Performance evaluation shows that the prototype achieves sub‑second latency for permission checks and data retrieval, and the system scales linearly with the number of peers. Security analysis confirms resistance to tampering (immutability of the ledger), confidentiality (encryption of data at rest and in transit), and unauthorized access (policy enforcement by chaincode). The authors also discuss compliance with regulations such as HIPAA and GDPR, noting that the immutable audit trail and patient‑controlled consent satisfy many legal requirements.

Limitations are acknowledged: the need for dedicated infrastructure and expertise to operate a Hyperledger network, the current reliance on an older Fabric version lacking advanced channel‑level privacy, and the nascent state of the patient UI, which requires extensive usability testing before wide clinical adoption. Future work includes integrating zero‑knowledge proofs for privacy‑preserving consent verification, employing multi‑channel architectures for inter‑organizational data isolation, and extending the model to other chronic‑care domains.
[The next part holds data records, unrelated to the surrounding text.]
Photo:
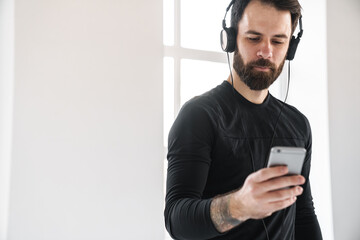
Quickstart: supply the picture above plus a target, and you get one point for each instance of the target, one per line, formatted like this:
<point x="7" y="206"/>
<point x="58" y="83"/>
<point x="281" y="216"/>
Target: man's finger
<point x="268" y="173"/>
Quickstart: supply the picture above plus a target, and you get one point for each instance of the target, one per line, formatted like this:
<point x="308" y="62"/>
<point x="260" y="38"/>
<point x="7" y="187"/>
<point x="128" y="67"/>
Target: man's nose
<point x="265" y="50"/>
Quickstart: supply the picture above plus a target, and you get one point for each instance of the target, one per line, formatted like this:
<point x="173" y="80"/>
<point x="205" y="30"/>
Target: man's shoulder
<point x="209" y="101"/>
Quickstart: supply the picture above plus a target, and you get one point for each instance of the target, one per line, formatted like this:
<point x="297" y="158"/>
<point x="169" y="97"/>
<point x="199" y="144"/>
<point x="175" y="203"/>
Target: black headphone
<point x="228" y="37"/>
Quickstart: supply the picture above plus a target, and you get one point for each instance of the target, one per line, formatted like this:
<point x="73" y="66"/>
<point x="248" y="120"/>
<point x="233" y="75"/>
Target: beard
<point x="256" y="80"/>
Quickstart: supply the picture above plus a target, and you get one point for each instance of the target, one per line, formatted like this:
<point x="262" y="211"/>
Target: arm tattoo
<point x="220" y="214"/>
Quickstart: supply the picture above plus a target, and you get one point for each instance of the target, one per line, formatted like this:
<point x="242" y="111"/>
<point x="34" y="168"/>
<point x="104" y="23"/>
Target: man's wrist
<point x="220" y="212"/>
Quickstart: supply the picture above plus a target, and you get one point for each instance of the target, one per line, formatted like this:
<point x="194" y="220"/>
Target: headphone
<point x="228" y="37"/>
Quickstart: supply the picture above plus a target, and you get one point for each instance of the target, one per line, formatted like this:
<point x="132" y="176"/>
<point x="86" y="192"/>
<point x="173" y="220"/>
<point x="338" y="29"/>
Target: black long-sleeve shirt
<point x="210" y="147"/>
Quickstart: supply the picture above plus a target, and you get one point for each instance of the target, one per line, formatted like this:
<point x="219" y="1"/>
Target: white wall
<point x="344" y="114"/>
<point x="308" y="92"/>
<point x="6" y="97"/>
<point x="87" y="148"/>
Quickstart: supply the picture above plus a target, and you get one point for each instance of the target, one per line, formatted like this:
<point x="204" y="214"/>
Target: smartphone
<point x="293" y="157"/>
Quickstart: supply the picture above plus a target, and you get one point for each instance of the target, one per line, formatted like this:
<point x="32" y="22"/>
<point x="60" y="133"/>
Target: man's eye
<point x="278" y="42"/>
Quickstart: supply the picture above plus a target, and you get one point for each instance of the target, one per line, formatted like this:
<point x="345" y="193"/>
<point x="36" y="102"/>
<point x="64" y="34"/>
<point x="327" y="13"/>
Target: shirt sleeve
<point x="187" y="215"/>
<point x="306" y="224"/>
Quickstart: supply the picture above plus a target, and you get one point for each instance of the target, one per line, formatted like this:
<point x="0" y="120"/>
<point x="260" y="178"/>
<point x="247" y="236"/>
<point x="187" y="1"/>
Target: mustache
<point x="262" y="63"/>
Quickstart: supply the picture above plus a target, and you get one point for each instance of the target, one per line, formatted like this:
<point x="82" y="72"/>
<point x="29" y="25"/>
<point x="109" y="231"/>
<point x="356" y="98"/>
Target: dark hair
<point x="290" y="5"/>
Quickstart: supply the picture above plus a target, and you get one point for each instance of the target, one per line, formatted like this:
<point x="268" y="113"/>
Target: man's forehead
<point x="265" y="19"/>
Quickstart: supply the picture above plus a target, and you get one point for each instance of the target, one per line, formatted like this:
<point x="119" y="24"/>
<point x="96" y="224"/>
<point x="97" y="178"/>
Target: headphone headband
<point x="228" y="37"/>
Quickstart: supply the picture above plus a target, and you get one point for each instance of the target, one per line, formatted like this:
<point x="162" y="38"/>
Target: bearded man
<point x="217" y="183"/>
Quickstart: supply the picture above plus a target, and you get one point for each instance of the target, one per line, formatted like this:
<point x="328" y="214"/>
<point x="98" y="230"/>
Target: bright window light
<point x="197" y="79"/>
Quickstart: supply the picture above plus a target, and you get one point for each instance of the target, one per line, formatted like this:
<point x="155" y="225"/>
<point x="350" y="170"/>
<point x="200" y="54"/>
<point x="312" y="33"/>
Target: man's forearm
<point x="221" y="215"/>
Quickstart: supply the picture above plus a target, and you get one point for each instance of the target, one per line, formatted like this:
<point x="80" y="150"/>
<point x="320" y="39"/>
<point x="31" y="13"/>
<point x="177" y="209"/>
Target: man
<point x="217" y="186"/>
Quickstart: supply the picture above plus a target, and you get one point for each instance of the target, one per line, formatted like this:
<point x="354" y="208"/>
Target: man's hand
<point x="263" y="193"/>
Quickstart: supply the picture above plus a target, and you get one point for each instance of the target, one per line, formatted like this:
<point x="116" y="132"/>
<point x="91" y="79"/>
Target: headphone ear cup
<point x="228" y="39"/>
<point x="294" y="42"/>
In summary, the paper delivers a concrete, technically sound blueprint for blockchain‑enabled EMR sharing. By combining a permissioned ledger for immutable metadata and policy management with encrypted cloud storage for the actual records, the proposed system achieves the trifecta of security, privacy, and availability. The prototype’s successful deployment in a real oncology setting demonstrates the feasibility of the approach and its potential to streamline clinical workflows, accelerate research data collection, and ultimately improve patient outcomes while maintaining rigorous data protection standards.